Since Australia’s diamonds tend to be small, the new color ideal applies only stones of two carats, or generally, far, far less. When it comes to diamonds over two carats, pastel pinks are still pretty much the best one can expect. As a result, says a prominent Fifth Avenue precious stone dealer with a soft spot for fancy color diamonds, “The trade now has a double standard for pink diamond beauty.”

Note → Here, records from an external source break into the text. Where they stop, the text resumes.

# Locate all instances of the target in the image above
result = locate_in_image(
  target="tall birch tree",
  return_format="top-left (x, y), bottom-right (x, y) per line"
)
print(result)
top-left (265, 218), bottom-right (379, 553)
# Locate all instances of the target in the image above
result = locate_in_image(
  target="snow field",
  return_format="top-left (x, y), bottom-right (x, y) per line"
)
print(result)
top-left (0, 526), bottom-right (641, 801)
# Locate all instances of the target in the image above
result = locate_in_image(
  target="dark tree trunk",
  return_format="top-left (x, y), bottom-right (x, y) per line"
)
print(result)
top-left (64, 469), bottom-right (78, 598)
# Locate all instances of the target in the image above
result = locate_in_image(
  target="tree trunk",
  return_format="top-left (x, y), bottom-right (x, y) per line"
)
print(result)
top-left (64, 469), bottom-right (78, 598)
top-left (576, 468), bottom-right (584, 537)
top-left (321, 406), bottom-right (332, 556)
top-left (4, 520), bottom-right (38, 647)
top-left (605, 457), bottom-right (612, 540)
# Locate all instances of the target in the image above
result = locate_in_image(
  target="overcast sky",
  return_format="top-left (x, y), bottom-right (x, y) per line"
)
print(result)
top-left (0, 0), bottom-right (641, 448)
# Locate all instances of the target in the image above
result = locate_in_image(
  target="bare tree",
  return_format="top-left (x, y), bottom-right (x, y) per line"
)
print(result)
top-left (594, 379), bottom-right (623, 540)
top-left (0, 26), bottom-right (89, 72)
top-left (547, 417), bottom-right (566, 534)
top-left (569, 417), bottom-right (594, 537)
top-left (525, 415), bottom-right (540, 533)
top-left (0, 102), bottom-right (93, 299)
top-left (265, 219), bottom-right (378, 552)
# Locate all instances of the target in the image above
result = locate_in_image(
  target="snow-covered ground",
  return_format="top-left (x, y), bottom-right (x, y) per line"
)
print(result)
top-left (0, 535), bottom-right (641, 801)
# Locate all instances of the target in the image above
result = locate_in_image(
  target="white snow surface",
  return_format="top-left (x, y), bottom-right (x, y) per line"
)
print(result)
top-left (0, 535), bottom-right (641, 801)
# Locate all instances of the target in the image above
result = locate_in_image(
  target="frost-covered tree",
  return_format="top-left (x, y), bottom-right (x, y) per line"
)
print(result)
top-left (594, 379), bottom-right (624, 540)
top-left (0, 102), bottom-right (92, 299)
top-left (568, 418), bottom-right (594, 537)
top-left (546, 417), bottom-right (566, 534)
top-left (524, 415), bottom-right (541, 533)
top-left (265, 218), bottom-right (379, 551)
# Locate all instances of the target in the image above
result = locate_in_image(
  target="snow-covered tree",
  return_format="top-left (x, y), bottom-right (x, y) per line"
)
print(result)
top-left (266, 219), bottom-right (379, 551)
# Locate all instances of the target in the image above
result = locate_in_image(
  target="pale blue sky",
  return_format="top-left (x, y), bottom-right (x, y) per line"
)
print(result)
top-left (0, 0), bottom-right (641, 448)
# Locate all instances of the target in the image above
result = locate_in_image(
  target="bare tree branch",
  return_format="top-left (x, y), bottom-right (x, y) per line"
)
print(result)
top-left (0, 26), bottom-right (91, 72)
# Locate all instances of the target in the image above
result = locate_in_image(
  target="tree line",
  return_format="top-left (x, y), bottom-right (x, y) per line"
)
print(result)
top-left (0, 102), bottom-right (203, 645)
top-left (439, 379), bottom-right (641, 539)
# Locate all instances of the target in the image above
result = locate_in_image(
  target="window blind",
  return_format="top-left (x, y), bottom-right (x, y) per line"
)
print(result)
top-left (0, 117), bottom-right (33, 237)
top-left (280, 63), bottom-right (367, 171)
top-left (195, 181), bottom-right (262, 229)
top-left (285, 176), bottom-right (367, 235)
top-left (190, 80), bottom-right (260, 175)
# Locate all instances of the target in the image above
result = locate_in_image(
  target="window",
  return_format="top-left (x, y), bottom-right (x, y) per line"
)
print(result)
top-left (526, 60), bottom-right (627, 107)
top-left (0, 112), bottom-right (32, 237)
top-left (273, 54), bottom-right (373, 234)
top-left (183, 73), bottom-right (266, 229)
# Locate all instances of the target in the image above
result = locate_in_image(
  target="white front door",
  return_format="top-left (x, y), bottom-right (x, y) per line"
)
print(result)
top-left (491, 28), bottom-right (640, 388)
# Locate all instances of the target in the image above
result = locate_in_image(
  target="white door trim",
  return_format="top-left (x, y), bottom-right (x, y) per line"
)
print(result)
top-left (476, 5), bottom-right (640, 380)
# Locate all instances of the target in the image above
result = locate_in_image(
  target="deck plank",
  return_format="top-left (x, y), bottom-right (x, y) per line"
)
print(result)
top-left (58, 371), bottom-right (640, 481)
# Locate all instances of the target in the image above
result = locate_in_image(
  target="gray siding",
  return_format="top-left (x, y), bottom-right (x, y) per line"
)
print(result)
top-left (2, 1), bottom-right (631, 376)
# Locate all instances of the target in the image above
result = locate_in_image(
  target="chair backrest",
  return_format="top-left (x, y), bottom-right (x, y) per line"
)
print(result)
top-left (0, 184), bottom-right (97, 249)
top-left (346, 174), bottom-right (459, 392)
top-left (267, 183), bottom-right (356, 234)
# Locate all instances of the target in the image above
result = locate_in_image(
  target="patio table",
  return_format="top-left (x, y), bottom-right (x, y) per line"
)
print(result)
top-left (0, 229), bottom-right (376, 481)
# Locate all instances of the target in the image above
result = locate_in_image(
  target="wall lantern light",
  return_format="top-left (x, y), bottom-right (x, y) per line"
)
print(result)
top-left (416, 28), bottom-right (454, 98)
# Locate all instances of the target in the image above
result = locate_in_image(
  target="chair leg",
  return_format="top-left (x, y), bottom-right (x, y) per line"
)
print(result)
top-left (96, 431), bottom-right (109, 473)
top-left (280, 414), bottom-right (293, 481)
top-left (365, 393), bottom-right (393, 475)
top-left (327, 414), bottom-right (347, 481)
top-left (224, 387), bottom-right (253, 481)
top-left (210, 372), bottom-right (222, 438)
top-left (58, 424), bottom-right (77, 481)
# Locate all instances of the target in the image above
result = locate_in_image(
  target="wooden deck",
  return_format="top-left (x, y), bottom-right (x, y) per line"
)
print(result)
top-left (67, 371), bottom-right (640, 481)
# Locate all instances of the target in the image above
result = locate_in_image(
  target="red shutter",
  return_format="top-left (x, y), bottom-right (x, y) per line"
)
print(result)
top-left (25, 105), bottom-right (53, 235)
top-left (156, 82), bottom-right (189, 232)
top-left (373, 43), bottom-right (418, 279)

That double standard has baffled dealers asking, “Why do Australia’s small pinks look so much darker than everybody else’s big pinks?” While final answers to this question can’t be given yet, some gemologists think they lie in the unique composition of Australia’s diamonds.
Australia vs. Elsewhere
Imagine for a moment you are peering through a microscope into a conventional pink diamond typical of those found in Brazil, the Central African Republic and South Africa, the prime sources for these gems prior to the discovery of Australia’s mammoth diamond deposits. As you look, you’ll begin to notice random subtle lines running parallel to each other which colored diamond expert Stephen Hofer of Colored Diamond Laboratory Services, Miami, likens to “pink needles in an ice cube.” These lines are known to gemologists as “graining,” evidence of structural deformities (similar to knots in a piece of wood) that are common to a diamond’s crystal structure.
Now gaze harder and you’ll see pink emanating from these grain lines. Indeed, the diamond’s inside will appear as distinct pink-pulsing grain lines separated by areas of colorlessness. “The cutter’s job is to position the facets relative to these grain lines so that they will impart the maximum amount of color to the stone when looked at in the face-up position,” Hofer comments. “Unfortunately, that’s a difficult task with most conventional pink diamonds.”
Next, suppose that you have replaced the conventional pink diamond with an Australian stone. Instead of distinct and widely spaced grain lines, you’ll find a profusion of them so dense that it is hard to tell them apart. Hofer compares their bunched-up appearance to that of “a tightly packed box of toothpicks,” then continues, “There’s such a broad blending of grain lines they almost seem like brush strokes.”